Après plusieurs années de sécheresse sévère qui ont pesé lourdement sur l’agriculture et freiné la croissance économique, les pluies qui arrosent actuellement le Maroc sont, à bien des égards, une bonne nouvelle. Elles reconstituent les réserves hydriques, redonnent de l’oxygène au monde rural et nourrissent l’espoir d’une campagne agricole plus favorable, susceptible d’avoir un effet d’entraînement positif sur l’activité économique nationale. Mais cette bénédiction tant attendue a aussi un revers sombre.
A Safi, ces mêmes pluies ont tourné au drame. En effet, comme Fès quelques jours plus tôt, la ville est endeuillée. Trentesept morts, des dizaines de blessés et des quartiers noyés sous des torrents tombés en seulement une heure. Aujourd’hui, il faut admettre que le Maroc n’affronte plus des épisodes météorologiques exceptionnels, mais entre plutôt dans une ère où l’exception tend à devenir la règle.
En effet, ce qui est arrivé à Safi n’est pas un phénomène isolé. Il s’inscrit dans une chaîne de drames qui dépasse largement les frontières nationales. Que ce soit en Europe, en Afrique de l’Est ou encore en Asie, les pluies diluviennes, les crues soudaines et les vagues de chaleur meurtrières se multiplient. Les vagues de chaleur en Europe ont tué des dizaines de milliers de personnes ces dernières années. L’année dernière, les inondations en Espagne ont fait près de 240 morts. Les climatologues ne parlent plus au conditionnel.
Le réchauffement global, déjà supérieur à 1,3°C, charge l’atmosphère en humidité et transforme cette énergie en précipitations violentes. Le dérèglement climatique est bel et bien en marche. La véritable question n’est donc pas de savoir si ces événements vont se reproduire, mais quand et avec quelles conséquences. Pour autant, les pluies, à elles seules, ne tuent pas. Ce sont plutôt les vulnérabilités accumulées qui transforment un aléa climatique en tragédie humaine, notamment les quartiers exposés, les habitats fragiles, les réseaux d’évacuation insuffisants ou encore l’urbanisation parfois mal anticipée.
Les scientifiques ne disent pas autre chose. Selon eux, il n’existe pas de catastrophe naturelle pure, mais des sociétés plus ou moins préparées à encaisser le choc. «Nous savons qu'il n'y a pas de catastrophe naturelle. C'est la vulnérabilité et l'exposition de la population qui transforment les risques météorologiques en catastrophes humanitaires», souligne une analyse des incidents météorologiques du World Weather Attribution (WWA).

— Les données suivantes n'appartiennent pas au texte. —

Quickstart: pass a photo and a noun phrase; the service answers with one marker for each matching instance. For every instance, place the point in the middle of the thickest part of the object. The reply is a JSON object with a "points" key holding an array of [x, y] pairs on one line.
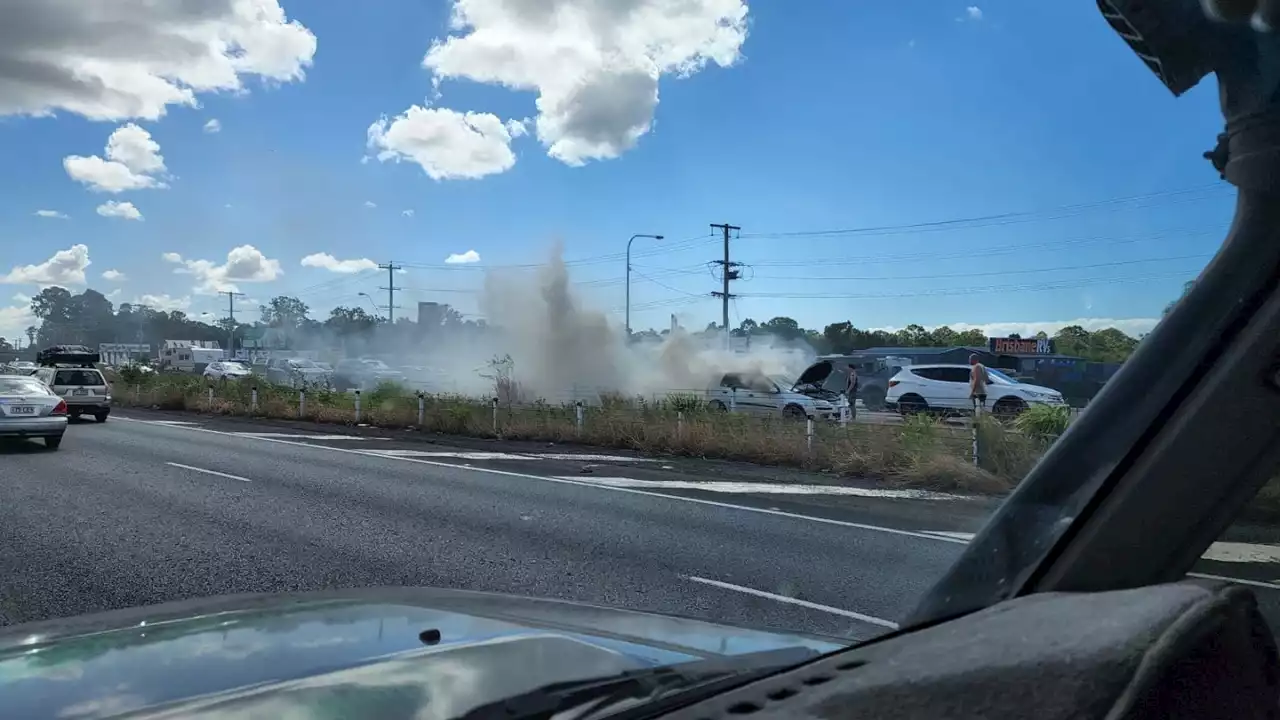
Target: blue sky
{"points": [[778, 118]]}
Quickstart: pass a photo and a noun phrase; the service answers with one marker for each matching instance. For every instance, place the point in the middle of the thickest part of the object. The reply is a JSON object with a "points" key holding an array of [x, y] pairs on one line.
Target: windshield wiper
{"points": [[641, 693]]}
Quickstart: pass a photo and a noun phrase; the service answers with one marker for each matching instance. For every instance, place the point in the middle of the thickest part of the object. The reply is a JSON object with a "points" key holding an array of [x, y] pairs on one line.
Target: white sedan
{"points": [[227, 370], [922, 388]]}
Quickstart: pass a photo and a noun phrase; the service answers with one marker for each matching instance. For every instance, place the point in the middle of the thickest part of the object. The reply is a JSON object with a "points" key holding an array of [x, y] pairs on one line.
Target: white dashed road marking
{"points": [[762, 488], [306, 436], [193, 469], [871, 619]]}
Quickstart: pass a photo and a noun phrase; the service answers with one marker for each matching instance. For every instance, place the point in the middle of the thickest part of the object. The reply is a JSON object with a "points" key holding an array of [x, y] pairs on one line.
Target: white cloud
{"points": [[67, 267], [447, 144], [124, 210], [243, 264], [132, 162], [14, 320], [464, 258], [135, 58], [163, 302], [1132, 327], [594, 65], [336, 265]]}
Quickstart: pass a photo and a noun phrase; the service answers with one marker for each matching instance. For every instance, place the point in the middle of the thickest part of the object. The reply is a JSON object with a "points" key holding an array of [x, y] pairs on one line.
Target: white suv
{"points": [[919, 388]]}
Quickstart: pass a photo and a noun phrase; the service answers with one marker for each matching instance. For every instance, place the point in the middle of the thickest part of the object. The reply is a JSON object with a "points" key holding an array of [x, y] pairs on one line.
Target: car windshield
{"points": [[77, 378], [21, 386], [590, 238]]}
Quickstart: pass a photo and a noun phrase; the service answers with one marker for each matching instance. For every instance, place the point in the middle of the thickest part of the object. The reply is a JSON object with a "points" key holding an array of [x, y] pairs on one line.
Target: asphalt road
{"points": [[151, 507], [133, 513]]}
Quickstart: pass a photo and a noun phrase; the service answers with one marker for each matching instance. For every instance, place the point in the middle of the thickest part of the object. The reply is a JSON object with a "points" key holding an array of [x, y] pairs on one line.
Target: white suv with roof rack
{"points": [[923, 388], [71, 372]]}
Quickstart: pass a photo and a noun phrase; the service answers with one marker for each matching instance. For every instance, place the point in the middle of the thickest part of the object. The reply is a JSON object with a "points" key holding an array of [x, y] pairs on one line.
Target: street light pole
{"points": [[629, 277]]}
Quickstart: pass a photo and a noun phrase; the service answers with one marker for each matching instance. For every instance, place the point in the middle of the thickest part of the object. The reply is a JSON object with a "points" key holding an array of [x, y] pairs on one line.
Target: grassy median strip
{"points": [[919, 451]]}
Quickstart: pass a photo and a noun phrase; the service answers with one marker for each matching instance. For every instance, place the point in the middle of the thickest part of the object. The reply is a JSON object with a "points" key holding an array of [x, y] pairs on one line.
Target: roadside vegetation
{"points": [[920, 451]]}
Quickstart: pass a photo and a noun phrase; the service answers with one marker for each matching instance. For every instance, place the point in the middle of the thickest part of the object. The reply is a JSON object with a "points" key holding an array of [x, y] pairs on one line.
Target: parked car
{"points": [[922, 388], [757, 393], [364, 373], [21, 368], [71, 372], [297, 372], [30, 409], [227, 370]]}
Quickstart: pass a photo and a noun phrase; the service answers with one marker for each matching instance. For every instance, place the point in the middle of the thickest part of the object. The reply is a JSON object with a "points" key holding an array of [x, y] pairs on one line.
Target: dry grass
{"points": [[919, 452]]}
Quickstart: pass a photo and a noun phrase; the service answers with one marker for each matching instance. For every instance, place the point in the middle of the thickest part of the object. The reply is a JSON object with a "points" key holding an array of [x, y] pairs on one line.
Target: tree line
{"points": [[88, 318]]}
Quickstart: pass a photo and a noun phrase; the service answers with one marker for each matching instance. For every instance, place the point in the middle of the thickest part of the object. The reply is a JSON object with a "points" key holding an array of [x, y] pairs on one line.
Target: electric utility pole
{"points": [[727, 273], [391, 290], [231, 323]]}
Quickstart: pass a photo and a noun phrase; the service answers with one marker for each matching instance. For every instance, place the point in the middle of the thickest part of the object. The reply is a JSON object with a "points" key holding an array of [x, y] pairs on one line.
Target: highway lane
{"points": [[135, 513]]}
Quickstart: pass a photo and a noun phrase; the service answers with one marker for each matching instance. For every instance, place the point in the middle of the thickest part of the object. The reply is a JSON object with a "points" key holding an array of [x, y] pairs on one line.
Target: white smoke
{"points": [[563, 350]]}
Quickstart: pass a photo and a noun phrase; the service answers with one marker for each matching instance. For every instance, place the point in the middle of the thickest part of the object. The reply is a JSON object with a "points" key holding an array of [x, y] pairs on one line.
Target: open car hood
{"points": [[823, 378], [353, 654]]}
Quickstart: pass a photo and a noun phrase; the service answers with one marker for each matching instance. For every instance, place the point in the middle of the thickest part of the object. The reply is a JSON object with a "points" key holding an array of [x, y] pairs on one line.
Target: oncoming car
{"points": [[922, 388], [28, 409], [771, 395]]}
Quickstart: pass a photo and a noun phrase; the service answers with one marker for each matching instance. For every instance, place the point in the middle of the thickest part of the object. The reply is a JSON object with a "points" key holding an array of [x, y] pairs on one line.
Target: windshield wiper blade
{"points": [[656, 689]]}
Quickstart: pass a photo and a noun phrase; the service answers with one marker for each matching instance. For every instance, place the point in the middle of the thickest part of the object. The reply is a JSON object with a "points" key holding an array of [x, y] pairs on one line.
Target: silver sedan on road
{"points": [[30, 409]]}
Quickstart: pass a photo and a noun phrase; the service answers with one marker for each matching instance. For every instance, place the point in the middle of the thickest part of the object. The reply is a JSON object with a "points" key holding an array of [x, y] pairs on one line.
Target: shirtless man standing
{"points": [[977, 383]]}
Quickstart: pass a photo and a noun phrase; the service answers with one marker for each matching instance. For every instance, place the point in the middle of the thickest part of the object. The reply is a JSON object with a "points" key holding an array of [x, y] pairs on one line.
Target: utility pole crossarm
{"points": [[231, 322], [391, 290], [728, 274]]}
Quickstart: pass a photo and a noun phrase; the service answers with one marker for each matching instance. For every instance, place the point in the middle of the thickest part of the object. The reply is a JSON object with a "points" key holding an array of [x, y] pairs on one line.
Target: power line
{"points": [[978, 290], [992, 273], [1009, 218]]}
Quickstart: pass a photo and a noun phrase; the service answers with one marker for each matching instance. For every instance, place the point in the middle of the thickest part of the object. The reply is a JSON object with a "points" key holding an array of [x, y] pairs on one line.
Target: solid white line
{"points": [[1238, 580], [209, 472], [871, 619], [570, 482]]}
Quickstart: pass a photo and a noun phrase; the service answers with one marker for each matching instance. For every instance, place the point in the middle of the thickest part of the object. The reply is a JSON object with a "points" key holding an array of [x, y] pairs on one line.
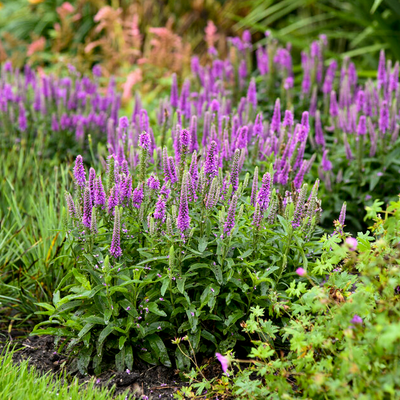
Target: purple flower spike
{"points": [[351, 243], [357, 320], [115, 249], [252, 94], [99, 194], [174, 92], [183, 220], [362, 125], [326, 164], [184, 141], [288, 120], [210, 167], [230, 218], [301, 271], [79, 172], [381, 76], [87, 208], [276, 118], [342, 216], [144, 141], [265, 192], [22, 121], [224, 362], [124, 123]]}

Le parallèle avec Fès est éclairant. Là-bas, ce ne sont pas les eaux qui ont tué 22 personnes, mais l’effondrement de deux bâtiments. A l’heure actuelle, le Maroc pleure donc ses victimes : 59 morts en quelques jours d’intervalle. Il est néanmoins important de tirer les leçons de ces deux drames. L’un rappelle que l’acte de bâtir ne peut plus tolérer ni approximation ni complaisance. L’autre montre que dans un pays désormais exposé à des chocs climatiques plus fréquents et plus violents, l’anticipation des risques n’est plus une option, mais un impératif de protection civile.